今度は、エアリバーを発生させて突風の勢いを対戦者から横に反らすと炎の流れが変わった。そして、続け様にウォーターウォールを発生させ対戦者を水で包み込むと、クリスは息を吐く。
(大怪我させる前に止めたつもりだけど)
クリスが対戦者に近づき、倒れている対戦者を抱きかかえる。
「服も燃え切ってないな。火傷も余りなさそうだけど、回復魔法を掛けとくか」
クリスは対戦者の体に手を当て、回復魔法を掛け始める。
(やばいな……。二重詠唱の連発で頭が熱を持ってやがる……。まだまだ使い慣れてない証拠だ……)

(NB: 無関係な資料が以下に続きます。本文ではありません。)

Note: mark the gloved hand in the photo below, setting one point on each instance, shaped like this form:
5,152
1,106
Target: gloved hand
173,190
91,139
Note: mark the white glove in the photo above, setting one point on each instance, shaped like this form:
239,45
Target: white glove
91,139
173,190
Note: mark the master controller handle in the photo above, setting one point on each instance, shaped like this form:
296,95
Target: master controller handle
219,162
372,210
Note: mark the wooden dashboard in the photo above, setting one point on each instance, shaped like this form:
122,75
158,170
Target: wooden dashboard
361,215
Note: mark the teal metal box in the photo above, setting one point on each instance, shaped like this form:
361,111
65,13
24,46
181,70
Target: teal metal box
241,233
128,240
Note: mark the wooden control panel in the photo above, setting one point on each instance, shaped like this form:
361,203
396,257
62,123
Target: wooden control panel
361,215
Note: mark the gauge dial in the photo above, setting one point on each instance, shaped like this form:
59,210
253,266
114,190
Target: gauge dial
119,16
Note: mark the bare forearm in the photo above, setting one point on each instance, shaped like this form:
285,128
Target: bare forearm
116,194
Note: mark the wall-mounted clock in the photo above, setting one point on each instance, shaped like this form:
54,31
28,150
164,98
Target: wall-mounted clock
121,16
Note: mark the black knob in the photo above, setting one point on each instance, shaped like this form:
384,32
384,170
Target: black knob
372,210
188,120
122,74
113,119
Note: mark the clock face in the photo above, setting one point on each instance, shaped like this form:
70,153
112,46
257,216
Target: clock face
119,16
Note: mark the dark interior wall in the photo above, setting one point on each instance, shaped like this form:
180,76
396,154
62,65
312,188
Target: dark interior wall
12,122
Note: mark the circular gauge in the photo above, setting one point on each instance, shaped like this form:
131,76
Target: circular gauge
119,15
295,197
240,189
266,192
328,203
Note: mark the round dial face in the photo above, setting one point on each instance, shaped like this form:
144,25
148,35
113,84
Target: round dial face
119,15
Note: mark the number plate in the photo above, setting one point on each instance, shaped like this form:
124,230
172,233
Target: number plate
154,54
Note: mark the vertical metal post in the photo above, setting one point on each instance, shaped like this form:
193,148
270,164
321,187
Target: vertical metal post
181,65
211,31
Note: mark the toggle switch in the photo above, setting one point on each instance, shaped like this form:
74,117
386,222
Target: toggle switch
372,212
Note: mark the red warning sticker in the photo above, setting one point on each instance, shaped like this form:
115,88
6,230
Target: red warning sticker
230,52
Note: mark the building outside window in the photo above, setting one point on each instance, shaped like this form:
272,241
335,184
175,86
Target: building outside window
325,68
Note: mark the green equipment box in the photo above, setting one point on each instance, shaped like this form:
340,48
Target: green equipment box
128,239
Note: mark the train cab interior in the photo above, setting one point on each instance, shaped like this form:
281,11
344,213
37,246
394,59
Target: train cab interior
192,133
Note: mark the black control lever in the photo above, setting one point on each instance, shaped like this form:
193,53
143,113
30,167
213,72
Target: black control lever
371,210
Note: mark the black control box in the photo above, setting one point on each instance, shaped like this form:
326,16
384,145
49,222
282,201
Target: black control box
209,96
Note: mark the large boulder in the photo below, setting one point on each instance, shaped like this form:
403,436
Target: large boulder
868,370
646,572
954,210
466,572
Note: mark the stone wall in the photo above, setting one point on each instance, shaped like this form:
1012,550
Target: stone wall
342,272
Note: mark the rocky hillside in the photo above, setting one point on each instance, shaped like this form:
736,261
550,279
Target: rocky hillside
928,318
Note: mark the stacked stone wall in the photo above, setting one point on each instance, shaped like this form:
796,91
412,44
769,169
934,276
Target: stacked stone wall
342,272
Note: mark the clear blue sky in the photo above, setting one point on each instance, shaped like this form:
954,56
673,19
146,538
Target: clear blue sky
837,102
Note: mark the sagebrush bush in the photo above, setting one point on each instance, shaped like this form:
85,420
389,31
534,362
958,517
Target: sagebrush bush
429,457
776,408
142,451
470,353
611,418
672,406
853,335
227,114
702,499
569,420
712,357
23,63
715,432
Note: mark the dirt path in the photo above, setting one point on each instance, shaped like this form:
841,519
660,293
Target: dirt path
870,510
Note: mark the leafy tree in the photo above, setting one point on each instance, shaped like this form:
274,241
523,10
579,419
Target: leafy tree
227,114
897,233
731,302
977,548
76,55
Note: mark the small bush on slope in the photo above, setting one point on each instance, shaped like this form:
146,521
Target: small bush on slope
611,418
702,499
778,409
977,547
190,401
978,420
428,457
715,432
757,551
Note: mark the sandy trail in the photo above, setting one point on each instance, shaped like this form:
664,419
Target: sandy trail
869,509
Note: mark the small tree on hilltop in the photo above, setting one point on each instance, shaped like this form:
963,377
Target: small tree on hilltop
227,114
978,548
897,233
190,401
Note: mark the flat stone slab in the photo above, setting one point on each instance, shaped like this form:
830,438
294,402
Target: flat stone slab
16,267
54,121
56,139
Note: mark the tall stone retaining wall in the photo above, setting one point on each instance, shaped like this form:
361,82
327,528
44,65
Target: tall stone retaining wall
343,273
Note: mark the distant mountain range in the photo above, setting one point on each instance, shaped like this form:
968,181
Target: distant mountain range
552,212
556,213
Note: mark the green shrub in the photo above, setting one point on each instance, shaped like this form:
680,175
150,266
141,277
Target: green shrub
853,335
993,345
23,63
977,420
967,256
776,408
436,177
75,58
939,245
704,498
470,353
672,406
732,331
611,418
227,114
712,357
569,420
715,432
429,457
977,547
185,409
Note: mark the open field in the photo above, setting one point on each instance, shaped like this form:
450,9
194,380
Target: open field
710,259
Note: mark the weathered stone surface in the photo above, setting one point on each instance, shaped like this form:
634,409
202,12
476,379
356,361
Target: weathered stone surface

クリスは回復魔法を掛け終わると、イオルクの方を向いて親指を立てる。すると、そのまま前のめりに倒れて意識を失った。
イオルクは愚痴を溢しながら観覧席から武舞台に向かう。
「あの馬鹿……。まだ開発中のくせに無理するから」
テンゲンとキリは、イオルクの背中を見詰めて暫し沈黙していた。
「とんでもない隠し玉を持っておったな」
テンゲンの言葉に、キリはただ頷く。
「ほれ。さっさと救護班を呼んで後始末をせんか」
キリはハッとすると、指示を出し始めた。その後、武舞台に上がり会場を締めると、武闘会は大喝采で幕を閉じた。